Birds use ants not only as food, but also as medicine—to destroy body parasites, they “bathe” in anthills.

In the garden and vegetable garden

Gardeners dislike ants, considering them pests. This is partly true, as they protect and breed aphids and can also damage plant roots. But these little workers also have benefits:

  • Black garden ants, like wood ants, are excellent soil looseners. In the process, the insects mix the soil with grass, humus, and animal remains. As a result, the soil becomes enriched with oxygen, nitrogen, minerals, and organic matter.
  • Ants are enemies of insect pests (except aphids). They especially love to hunt the caterpillars of the ringed silkworm and the apple moth.
    ants and caterpillar

    When the prey is too large, the ants attack together: some may hold the caterpillar, while others inject it with poison.

In fact, ants only cause direct harm to plants when they settle in garden beds, so unless their numbers have become excessive and the fruits are not damaged, there's no need to rush to destroy these natural pest control agents. To deal with aphids, you need to fight them first, not the ants.

If ants are overpopulating your garden, you can bring an anthill from the forest. Red forest ants will destroy the garden ants.

garden ants and strawberries

Garden ants are mainly dangerous for berries.

For people

Besides their benefits to forests and gardens, ants also provide benefits to humans. They are used to produce formic alcohol and other formic acid-based products.

Those who have eaten ants know their distinctive sour taste—it's caused by formic acid, a substance with antibacterial and antifungal properties.

Preparations based on formic acid are used in the treatment of:

  • arthritis;
  • neuroses;
  • senile dizziness;
  • hepatitis;
  • purulent skin lesions;
  • Ants are also used to make medicines with hemostatic properties.

Sometimes live ants are used for treatment, allowing them to bite the diseased parts of the body. However, this folk method requires great caution, as some people experience severe allergic reactions to ant venom.

Formic acid also has other applications:

  • in surgery and pharmaceuticals it is used for disinfection as part of “pervomur” (a mixture of formic alcohol and hydrogen peroxide);
  • when preparing agricultural feed (hay and silage) it is used as a preservative and antibacterial additive;
  • used in beekeeping to control parasites;
  • sometimes used in wool dyeing.
house ant

House pharaoh ants secrete substances that are harmful to bed bugs.

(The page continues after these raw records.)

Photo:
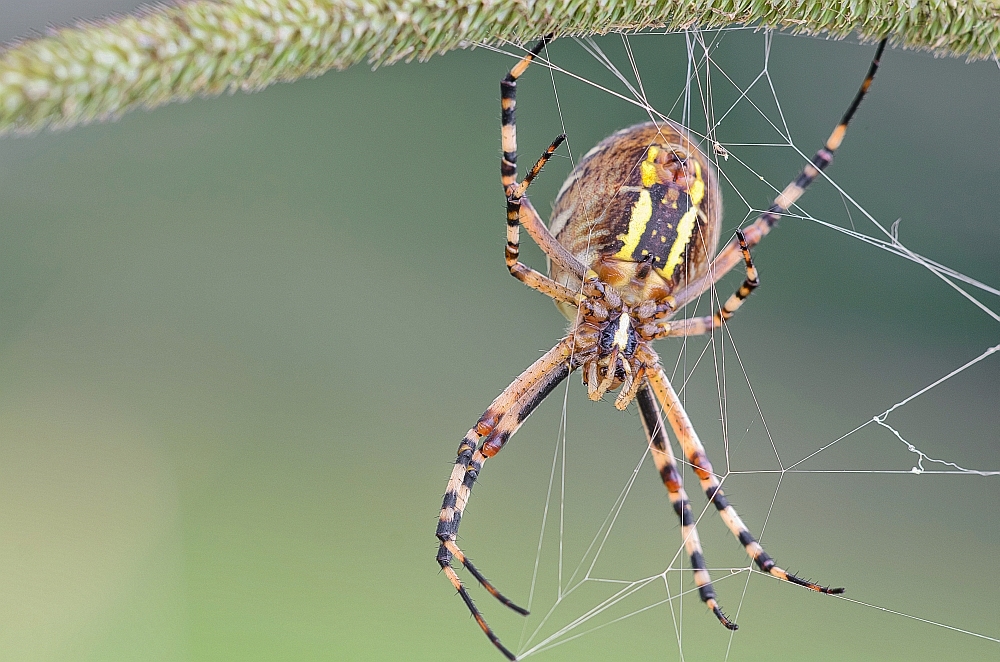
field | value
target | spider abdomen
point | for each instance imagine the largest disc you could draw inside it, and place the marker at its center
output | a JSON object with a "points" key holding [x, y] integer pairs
{"points": [[642, 209]]}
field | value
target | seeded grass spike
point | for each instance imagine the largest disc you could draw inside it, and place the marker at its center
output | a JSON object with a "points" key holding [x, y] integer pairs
{"points": [[98, 70]]}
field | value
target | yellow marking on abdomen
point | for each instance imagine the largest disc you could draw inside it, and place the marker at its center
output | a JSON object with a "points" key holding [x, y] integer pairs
{"points": [[642, 211], [685, 229]]}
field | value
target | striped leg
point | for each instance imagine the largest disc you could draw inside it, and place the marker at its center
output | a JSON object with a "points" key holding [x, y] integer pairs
{"points": [[696, 326], [663, 457], [515, 192], [729, 257], [694, 451], [493, 429]]}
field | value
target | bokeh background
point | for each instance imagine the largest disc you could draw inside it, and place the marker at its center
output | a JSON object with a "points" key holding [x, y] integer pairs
{"points": [[240, 339]]}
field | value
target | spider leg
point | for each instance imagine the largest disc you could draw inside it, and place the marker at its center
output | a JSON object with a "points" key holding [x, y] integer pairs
{"points": [[695, 454], [491, 432], [729, 257], [696, 326], [663, 457], [515, 195]]}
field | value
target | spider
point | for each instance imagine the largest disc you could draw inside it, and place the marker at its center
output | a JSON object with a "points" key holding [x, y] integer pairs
{"points": [[619, 275]]}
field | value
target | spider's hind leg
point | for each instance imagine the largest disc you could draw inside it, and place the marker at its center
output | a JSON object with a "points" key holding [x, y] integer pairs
{"points": [[695, 454], [663, 457], [491, 432]]}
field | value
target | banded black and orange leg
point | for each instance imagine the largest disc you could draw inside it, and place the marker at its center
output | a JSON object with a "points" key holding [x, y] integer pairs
{"points": [[696, 326], [515, 193], [518, 269], [491, 432], [695, 454], [663, 457], [729, 257]]}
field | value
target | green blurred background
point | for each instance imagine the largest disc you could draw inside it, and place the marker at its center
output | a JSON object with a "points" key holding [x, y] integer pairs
{"points": [[240, 340]]}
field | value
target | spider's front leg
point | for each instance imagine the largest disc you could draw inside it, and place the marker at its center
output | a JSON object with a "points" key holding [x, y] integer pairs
{"points": [[518, 208], [493, 429], [729, 257], [697, 326]]}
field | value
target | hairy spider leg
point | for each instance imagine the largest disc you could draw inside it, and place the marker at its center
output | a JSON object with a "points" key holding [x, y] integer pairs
{"points": [[493, 429], [695, 454], [663, 458], [729, 256], [696, 326], [515, 192]]}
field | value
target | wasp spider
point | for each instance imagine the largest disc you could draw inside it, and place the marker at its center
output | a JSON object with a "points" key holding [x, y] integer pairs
{"points": [[620, 275]]}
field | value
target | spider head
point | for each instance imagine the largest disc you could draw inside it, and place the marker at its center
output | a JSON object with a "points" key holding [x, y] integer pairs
{"points": [[608, 339]]}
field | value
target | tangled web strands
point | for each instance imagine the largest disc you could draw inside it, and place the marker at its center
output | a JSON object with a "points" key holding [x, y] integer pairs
{"points": [[576, 593], [99, 70]]}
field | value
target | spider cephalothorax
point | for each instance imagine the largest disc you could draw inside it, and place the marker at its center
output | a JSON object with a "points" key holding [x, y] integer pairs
{"points": [[632, 240], [608, 335]]}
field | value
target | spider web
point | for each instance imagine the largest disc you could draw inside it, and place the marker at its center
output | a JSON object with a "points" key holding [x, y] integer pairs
{"points": [[587, 580]]}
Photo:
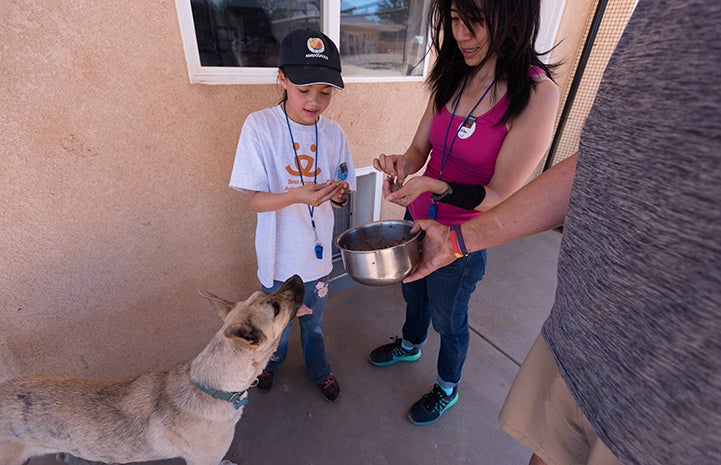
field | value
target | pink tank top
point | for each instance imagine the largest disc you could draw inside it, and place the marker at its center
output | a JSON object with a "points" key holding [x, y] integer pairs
{"points": [[472, 161]]}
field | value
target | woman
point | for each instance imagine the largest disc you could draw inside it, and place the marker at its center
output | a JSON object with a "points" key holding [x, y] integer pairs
{"points": [[487, 125]]}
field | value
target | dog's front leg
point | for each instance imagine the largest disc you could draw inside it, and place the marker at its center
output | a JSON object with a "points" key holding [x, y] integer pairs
{"points": [[72, 460]]}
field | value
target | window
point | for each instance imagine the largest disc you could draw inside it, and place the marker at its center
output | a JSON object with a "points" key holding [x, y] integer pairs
{"points": [[237, 41]]}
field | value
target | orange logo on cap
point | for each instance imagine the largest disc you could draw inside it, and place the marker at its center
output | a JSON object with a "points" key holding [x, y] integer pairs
{"points": [[316, 45]]}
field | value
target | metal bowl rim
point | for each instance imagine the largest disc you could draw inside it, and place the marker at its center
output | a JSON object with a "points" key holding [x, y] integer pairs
{"points": [[364, 225]]}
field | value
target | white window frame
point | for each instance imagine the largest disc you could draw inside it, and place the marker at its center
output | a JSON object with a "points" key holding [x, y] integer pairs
{"points": [[551, 14]]}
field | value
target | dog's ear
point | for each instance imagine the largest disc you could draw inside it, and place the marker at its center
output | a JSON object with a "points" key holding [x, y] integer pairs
{"points": [[222, 307], [247, 332]]}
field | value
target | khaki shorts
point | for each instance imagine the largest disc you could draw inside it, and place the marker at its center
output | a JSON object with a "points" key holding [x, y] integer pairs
{"points": [[540, 413]]}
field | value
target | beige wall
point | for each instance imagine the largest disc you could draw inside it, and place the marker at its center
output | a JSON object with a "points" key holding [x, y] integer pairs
{"points": [[114, 205]]}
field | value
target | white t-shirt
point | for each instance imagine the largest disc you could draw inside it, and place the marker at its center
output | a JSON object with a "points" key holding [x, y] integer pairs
{"points": [[265, 162]]}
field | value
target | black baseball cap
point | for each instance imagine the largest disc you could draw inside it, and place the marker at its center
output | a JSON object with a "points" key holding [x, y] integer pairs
{"points": [[310, 57]]}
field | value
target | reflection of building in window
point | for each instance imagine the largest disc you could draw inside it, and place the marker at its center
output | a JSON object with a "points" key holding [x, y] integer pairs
{"points": [[383, 34], [377, 37], [234, 33]]}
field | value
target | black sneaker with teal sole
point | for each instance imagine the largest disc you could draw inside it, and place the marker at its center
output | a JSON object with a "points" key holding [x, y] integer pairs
{"points": [[432, 405], [388, 354]]}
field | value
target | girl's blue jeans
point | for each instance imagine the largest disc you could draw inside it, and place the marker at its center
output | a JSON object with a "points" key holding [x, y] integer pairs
{"points": [[311, 332], [442, 298]]}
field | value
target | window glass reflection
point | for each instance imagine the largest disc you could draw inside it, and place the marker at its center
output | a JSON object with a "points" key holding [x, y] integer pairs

Some people find a use for ants in their homes, using them to rid houseplants of pests. It's worth noting that forest ants are better for this purpose. House ants, which spoil food and chew furniture, are of little use.

Reviews

I have ants living in many of my large tubs. I haven't noticed any negative effects. They don't eat anything. We probably have other things for them to eat besides citrus. I'm actually happy—the ants have made tunnels and loosened the soil. This creates good aeration and drainage. The soil dries out quickly. Then I'll move the tubs into the greenhouse, and the ants will flee with the cold weather.

There was a recent program about how to deal with garden ants. They recommended bringing a stump of wood ants from the forest. They don't breed aphids, they eat all the insects, and at the same time, they get rid of all the garden ants…

Ants—the forest's orderlies—are the ants that live in the forest! Forest ants, red, big ones! My plot was empty for years, pine trees grew there. There was an anthill, and the ants helped well for two seasons, killing caterpillars and other things. But in the third year, they left. And I've already gotten used to their help.

Most ants are beneficial. Even garden species, considered pests, provide some benefit. Therefore, before killing a hardy little ant, think carefully, because in nature, every living creature has its place.